Lansing — Michigan Gov. Rick Snyder on Wednesday signed legislation letting political candidates raise unlimited money for super political action committees just a day after the Legislature approved the controversial plan.
With Snyder’s blessing, political candidates can now raise unlimited money for super PACs that could then pour unlimited amounts of money back into committees that a candidate creates or that support the candidate.
Snyder, a Republican, and other GOP supporters say the new law squares Michigan with a 2010 U.S. Supreme Court’s decision.
“The Supreme Court of the United States ruled on this issue more than seven years ago, and still there has been confusion about how this decision affects Michigan law,” Snyder said in a statement. “Under the bills signed into law today, the Department of State finally has clear statutory authority to regulate independent expenditure committees, to mandate registration and reporting of contributions and expenditures, and to investigate and punish entities violating those regulations.”
But critics have slammed the measure as “Citizen’s United on Steroids” in reference to the Citizens United v. FEC ruling that let corporations and unions raise unlimited amounts of cash as an exercise of free speech.
The state rule goes beyond the Federal Election Commission cap that limits federal candidates to raising $5,000 for a super PAC, critics say.
Snyder’s office said the new law provides clarity on filing and regulating campaign contributions and includes violations for late filings.
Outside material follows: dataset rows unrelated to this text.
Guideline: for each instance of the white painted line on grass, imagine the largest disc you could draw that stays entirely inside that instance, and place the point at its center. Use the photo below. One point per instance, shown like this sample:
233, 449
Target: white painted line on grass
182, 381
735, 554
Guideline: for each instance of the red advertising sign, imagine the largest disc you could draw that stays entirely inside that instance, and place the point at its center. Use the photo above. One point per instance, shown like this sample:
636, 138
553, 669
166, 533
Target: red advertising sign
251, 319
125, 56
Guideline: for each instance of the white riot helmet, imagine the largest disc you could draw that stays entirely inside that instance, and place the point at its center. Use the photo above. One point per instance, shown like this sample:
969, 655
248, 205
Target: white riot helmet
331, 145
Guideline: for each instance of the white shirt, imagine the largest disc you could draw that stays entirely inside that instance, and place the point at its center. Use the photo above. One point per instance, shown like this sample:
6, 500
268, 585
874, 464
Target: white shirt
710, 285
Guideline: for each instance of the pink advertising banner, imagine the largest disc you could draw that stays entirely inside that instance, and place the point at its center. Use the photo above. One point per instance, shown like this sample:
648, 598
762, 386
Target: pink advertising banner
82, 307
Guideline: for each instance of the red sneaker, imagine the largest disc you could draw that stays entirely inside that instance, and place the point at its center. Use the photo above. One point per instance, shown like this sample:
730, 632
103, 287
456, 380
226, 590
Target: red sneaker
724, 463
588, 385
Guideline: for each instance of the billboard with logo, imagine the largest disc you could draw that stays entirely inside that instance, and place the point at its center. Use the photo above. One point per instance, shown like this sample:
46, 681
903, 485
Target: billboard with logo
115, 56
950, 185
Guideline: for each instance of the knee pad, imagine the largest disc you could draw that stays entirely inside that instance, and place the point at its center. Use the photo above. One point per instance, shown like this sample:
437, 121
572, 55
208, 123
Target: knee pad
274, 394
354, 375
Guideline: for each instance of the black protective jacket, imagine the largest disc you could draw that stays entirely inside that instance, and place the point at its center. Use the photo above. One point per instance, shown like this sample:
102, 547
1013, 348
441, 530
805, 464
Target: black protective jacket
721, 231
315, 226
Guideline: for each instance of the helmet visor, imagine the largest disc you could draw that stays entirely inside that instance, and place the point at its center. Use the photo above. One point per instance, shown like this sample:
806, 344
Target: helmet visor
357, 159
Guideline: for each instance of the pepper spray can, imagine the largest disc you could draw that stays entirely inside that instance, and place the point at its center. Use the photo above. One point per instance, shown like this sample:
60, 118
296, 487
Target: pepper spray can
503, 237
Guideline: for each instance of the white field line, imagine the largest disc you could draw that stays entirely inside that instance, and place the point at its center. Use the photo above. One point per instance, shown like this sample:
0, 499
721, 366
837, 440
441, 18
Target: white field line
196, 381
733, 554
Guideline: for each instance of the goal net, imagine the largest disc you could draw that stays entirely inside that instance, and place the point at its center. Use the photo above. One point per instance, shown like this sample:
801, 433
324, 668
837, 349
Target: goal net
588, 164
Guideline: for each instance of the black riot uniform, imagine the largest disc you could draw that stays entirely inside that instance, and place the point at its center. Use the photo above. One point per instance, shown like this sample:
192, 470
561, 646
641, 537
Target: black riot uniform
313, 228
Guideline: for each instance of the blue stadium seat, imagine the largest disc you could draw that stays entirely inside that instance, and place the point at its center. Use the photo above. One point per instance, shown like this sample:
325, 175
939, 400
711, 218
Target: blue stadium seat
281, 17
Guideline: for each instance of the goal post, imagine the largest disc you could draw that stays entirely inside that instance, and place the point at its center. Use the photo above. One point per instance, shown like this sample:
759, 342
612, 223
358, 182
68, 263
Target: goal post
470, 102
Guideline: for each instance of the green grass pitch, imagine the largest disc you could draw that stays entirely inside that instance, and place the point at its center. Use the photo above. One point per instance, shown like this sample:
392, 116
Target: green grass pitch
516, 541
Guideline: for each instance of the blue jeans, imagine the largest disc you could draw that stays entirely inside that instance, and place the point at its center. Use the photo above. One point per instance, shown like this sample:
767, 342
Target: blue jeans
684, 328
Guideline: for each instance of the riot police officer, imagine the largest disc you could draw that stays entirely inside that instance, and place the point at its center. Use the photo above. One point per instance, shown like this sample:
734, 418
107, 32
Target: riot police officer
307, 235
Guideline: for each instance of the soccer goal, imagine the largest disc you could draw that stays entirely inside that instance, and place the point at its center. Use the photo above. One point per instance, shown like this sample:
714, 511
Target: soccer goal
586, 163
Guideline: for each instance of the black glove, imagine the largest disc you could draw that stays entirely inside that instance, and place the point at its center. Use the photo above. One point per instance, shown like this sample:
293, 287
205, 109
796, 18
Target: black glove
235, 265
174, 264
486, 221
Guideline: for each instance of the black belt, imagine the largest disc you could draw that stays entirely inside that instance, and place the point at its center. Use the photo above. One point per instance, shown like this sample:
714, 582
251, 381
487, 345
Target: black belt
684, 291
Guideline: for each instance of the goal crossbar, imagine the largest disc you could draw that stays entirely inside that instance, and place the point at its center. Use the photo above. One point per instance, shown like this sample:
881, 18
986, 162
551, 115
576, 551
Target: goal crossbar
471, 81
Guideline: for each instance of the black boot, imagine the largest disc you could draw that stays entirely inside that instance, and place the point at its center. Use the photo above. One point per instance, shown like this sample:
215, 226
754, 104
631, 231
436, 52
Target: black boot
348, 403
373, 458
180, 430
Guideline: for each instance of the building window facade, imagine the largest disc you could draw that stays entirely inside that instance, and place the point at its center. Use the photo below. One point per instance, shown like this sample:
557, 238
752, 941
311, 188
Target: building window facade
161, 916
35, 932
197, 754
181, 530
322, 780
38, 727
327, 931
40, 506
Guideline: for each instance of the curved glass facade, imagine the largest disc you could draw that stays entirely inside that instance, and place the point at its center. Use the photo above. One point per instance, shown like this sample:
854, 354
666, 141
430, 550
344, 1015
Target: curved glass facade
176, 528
His office said it also increases transparency by requiring “accurate and appropriate reporting of both contributions and expenditures.”
Opponents said it would severely reduce people’s ability to track from where political spending ultimately comes if super PACs spend more money on indirect issue advocacy, for which strict disclosure requirements do not apply.
With Snyder’s signature, new “independent expenditure committees” will be created under state law that would have no limits on what they raise or spend in elections. The super PACs could not coordinate directly with campaigns but they could share attorneys, consultants and vendors with candidates they support.
The two-bill package passed the House on Tuesday 62-45, with all Democrats and one Republican voting against the plan. Rep. Martin Howrylak of Troy was the sole GOP no vote.
The legislation passed the Senate in a 23-12 vote last week. Republican Sens. Margaret O’Brien of Portage and Tory Rocca of Sterling Heights joined all 10 Democrats in voting against the bills.